The instant case is analogous to both Int’l Star Registry v. Omnipoint Marketing, LLC, 510 F. Supp. 2d 1015, 1025-26 (S.D. Fla. 2007) and Hotels of Key Largo, Inc. v. RHI Hotels, Inc., 694 So. 2d 74 (Fla. 3d DCA 1997). In both International Star Registry and Hotels, the courts found that the economic loss rule barred the plaintiffs’ claims for fraud in the inducement. In Hotels, the parties entered into a licensing agreement whereby the plaintiffs would pay a licensing fee to become part of the defendants’ hotel chain. Hotels, 694 So. 2d at 75. Before the plaintiffs signed the agreement, the defendants made numerous representations about how well plaintiffs’ hotels would perform once the plaintiffs joined the hotel chain. Id. at 76. The court found that those representations were “interwoven and indistinct from the heart of the contractual agreement.” Id. Further, the allegations contained in the fraudulent misrepresentation claim were no different than those the plaintiffs could have brought had the contract included a warranty of quality and performance. Id. Therefore, the claim was barred by the economic loss rule. Id.; see also Int’l Star Registry v. Omnipoint Marketing, LLC, 510 F. Supp. 2d 1015, 1025-26 (S.D. Fla. 2007) (dismissing fraudulent inducement claim because the alleged misrepresentations related to the performance of the subject of the parties’ contract).

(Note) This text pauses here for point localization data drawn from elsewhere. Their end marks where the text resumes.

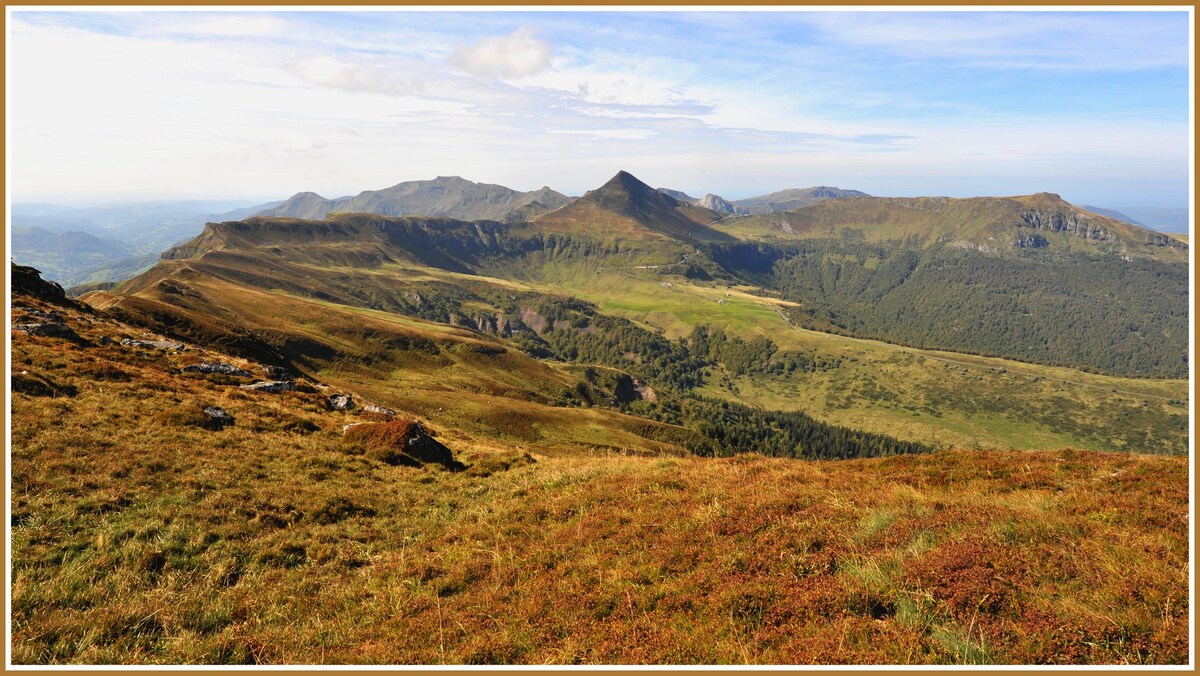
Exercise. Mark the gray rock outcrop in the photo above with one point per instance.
(216, 368)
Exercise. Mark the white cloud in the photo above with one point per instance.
(613, 135)
(351, 76)
(1037, 41)
(515, 55)
(239, 24)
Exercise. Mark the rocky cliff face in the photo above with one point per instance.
(719, 204)
(1063, 222)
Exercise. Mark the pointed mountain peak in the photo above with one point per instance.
(627, 186)
(627, 180)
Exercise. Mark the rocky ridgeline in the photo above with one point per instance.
(37, 323)
(154, 344)
(217, 368)
(396, 441)
(1069, 223)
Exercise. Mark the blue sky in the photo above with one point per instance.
(253, 105)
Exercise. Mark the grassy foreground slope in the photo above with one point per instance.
(943, 398)
(139, 536)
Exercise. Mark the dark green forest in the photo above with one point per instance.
(1097, 313)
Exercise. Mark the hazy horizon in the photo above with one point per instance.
(258, 106)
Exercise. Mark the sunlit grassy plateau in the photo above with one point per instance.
(1048, 525)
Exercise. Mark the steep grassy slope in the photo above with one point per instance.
(982, 223)
(444, 196)
(1027, 277)
(371, 262)
(627, 207)
(139, 536)
(795, 198)
(945, 398)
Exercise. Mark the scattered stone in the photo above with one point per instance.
(340, 402)
(216, 368)
(270, 386)
(277, 372)
(219, 417)
(401, 442)
(57, 329)
(153, 344)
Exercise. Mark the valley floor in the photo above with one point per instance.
(139, 536)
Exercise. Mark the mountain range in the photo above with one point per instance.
(443, 196)
(633, 429)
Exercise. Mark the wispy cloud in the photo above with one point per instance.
(1011, 40)
(223, 102)
(515, 55)
(355, 76)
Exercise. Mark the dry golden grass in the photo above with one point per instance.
(141, 537)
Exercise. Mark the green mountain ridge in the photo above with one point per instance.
(443, 196)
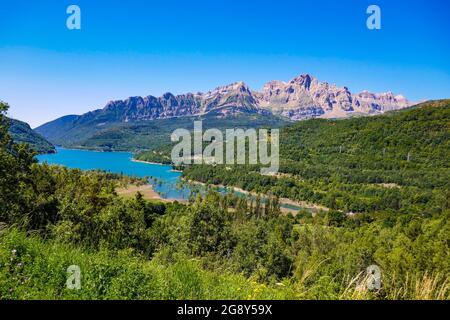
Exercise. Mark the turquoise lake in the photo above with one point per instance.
(168, 183)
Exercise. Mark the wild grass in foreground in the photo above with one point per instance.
(32, 268)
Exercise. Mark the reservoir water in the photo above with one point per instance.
(166, 182)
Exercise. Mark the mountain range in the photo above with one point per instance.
(303, 97)
(21, 132)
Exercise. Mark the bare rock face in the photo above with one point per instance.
(305, 97)
(301, 98)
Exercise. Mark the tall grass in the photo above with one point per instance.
(32, 268)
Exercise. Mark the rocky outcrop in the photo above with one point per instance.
(303, 97)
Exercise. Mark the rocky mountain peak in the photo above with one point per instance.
(300, 98)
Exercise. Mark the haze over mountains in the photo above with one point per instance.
(303, 97)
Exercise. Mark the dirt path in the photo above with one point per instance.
(146, 190)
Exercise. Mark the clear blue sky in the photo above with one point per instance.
(128, 48)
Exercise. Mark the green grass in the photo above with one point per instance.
(31, 268)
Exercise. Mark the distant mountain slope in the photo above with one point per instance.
(22, 133)
(303, 97)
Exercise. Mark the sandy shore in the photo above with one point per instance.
(286, 201)
(146, 190)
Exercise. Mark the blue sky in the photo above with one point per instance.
(129, 48)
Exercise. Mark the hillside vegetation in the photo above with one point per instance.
(397, 163)
(22, 133)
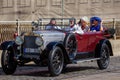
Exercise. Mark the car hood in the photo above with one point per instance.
(50, 36)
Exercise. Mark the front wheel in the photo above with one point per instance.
(103, 63)
(7, 61)
(55, 61)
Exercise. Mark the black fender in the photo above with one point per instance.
(52, 45)
(99, 45)
(7, 44)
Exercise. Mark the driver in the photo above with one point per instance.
(52, 25)
(96, 24)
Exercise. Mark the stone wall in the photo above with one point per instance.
(32, 9)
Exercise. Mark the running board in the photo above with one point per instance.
(85, 60)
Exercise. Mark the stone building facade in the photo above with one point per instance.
(32, 9)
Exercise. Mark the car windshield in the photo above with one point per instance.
(61, 24)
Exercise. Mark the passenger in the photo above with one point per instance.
(84, 23)
(52, 25)
(96, 24)
(76, 28)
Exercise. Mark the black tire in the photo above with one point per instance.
(103, 63)
(70, 44)
(8, 63)
(55, 61)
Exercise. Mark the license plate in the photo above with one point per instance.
(31, 50)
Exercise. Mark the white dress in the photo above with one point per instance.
(77, 29)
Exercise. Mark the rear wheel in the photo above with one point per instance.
(103, 63)
(7, 61)
(55, 61)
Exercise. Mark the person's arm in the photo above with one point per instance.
(79, 30)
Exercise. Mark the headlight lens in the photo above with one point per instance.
(39, 41)
(19, 40)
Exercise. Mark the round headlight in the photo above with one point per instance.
(39, 41)
(19, 40)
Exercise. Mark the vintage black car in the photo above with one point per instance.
(55, 49)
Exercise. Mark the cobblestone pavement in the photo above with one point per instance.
(82, 71)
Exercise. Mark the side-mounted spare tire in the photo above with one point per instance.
(70, 44)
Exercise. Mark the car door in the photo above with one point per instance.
(82, 42)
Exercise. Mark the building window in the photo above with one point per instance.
(7, 4)
(83, 1)
(70, 1)
(95, 1)
(107, 1)
(24, 3)
(56, 2)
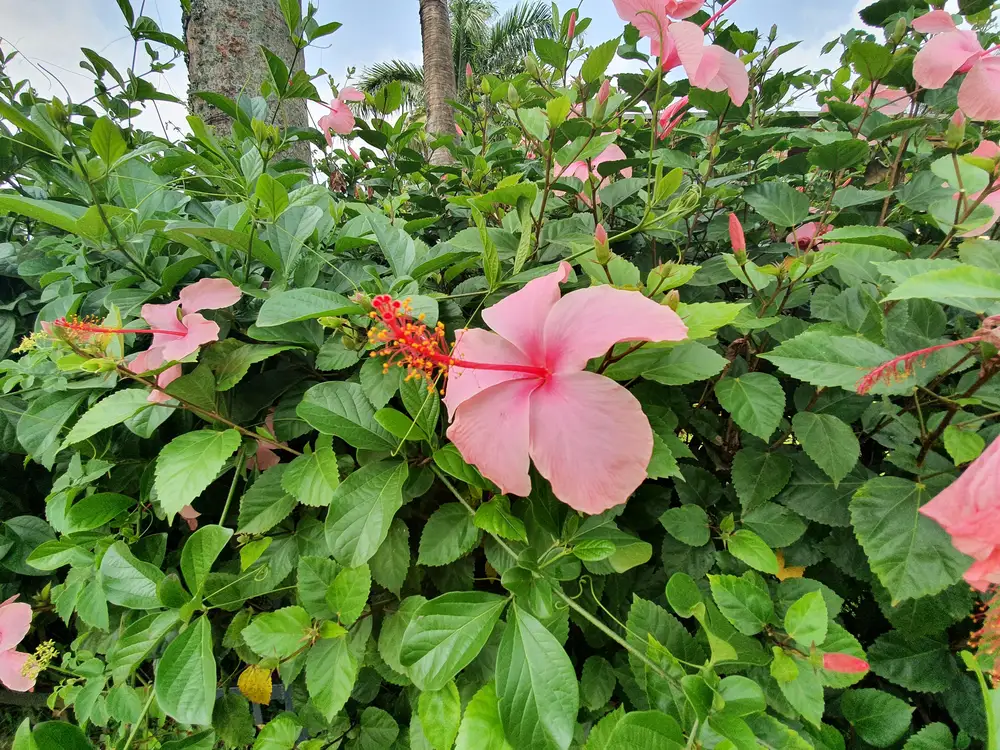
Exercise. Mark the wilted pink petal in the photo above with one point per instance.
(478, 345)
(209, 294)
(586, 323)
(935, 22)
(683, 8)
(351, 94)
(845, 663)
(520, 317)
(979, 96)
(15, 620)
(969, 510)
(501, 411)
(590, 439)
(649, 17)
(987, 150)
(943, 56)
(11, 664)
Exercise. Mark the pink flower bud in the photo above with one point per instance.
(844, 663)
(604, 92)
(736, 236)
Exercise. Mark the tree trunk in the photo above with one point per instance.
(439, 72)
(224, 38)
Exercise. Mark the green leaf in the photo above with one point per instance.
(536, 685)
(342, 409)
(186, 675)
(331, 671)
(879, 719)
(825, 359)
(746, 546)
(312, 478)
(446, 634)
(200, 552)
(827, 441)
(107, 412)
(278, 634)
(391, 562)
(838, 155)
(189, 463)
(303, 304)
(806, 620)
(922, 664)
(440, 714)
(448, 535)
(495, 517)
(743, 600)
(266, 503)
(128, 581)
(362, 509)
(95, 510)
(911, 554)
(481, 728)
(39, 426)
(755, 400)
(687, 524)
(779, 203)
(348, 594)
(758, 477)
(599, 59)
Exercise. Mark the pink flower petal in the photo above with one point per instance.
(11, 664)
(590, 439)
(199, 330)
(648, 16)
(15, 620)
(586, 323)
(979, 96)
(518, 317)
(351, 94)
(479, 345)
(935, 22)
(209, 294)
(491, 432)
(164, 379)
(942, 57)
(683, 8)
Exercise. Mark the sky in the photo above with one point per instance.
(50, 33)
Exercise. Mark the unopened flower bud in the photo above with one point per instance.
(601, 247)
(736, 236)
(955, 133)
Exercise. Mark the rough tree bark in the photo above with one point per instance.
(439, 72)
(224, 38)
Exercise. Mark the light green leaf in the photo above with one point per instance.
(536, 685)
(829, 442)
(911, 554)
(446, 634)
(186, 675)
(362, 509)
(448, 535)
(189, 463)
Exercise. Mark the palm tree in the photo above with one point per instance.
(481, 37)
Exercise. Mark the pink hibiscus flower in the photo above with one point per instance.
(806, 237)
(969, 510)
(670, 117)
(15, 620)
(583, 172)
(522, 393)
(953, 50)
(340, 118)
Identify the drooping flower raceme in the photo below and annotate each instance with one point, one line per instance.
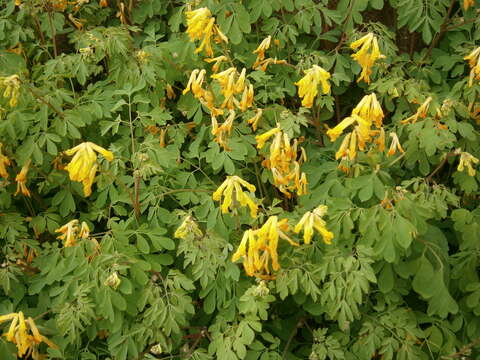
(474, 62)
(368, 54)
(25, 335)
(258, 248)
(201, 26)
(308, 85)
(312, 220)
(233, 195)
(83, 165)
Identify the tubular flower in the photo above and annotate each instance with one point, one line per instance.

In this case, the Complaint alleges that Defendant fraudulently induced Plaintiff to enter into an agreement to purchase Levico. As in both International Star Registry and Hotels, the representations regarding Levico’s performance go to the heart of the parties’ contractual agreement. See id. The claim in Count III is therefore indistinguishable from the contractual claim Plaintiff asserts in Count IV. The Court shall dismiss Count III of the Complaint. Because amending the Complaint would be futile, the Court will not grant Plaintiff leave to amend.

3. Misrepresentation

As with claims for fraud in the inducement, a claim for misrepresentation can survive the application of the economic loss rule where the facts alleged in the tort claim are separate and distinct from those necessary to prove the breach of contract claim. See Tyco Safety Prods. Canada, Ltd. v. Abracon Corp., No. 08-80604-CIV, 2008 WL 4753728, at *3, (S.D. Fla. Oct. 28, 2008). Here, however, as with Plaintiff’s fraud in the inducement claim, the Court finds that the facts alleged in Count II of the Complaint are indistinguishable from those stated in the breach of contract claim. See id. Plaintiff has failed to establish that her claim for misrepresentation is an independent tort. See id.

Therefore, Defendant’s Motion to Dismiss shall be granted as to Count II of the Complaint because Count II is barred by the economic loss rule. Again, the Court shall not grant leave to amend because amendment would be futile.


Accordingly, it is ORDERED AND ADJUDGED as follows:

1. Defendant Bull Run Jumpers LLC’s Motion for Judgment on the Pleadings as to Counts I-III of Plaintiff’s Complaint [DE 28] is GRANTED IN PART AND DENIED IN PART.

2. Count II (Misrepresentation) and Count III (Fraud in the Inducement) of the Complaint are DISMISSED WITH PREJUDICE.

3. Defendant’s Motion to Strike Plaintiff’s Response to Defendant’s Motion for Judgment on the Pleadings [DE 34] is DENIED.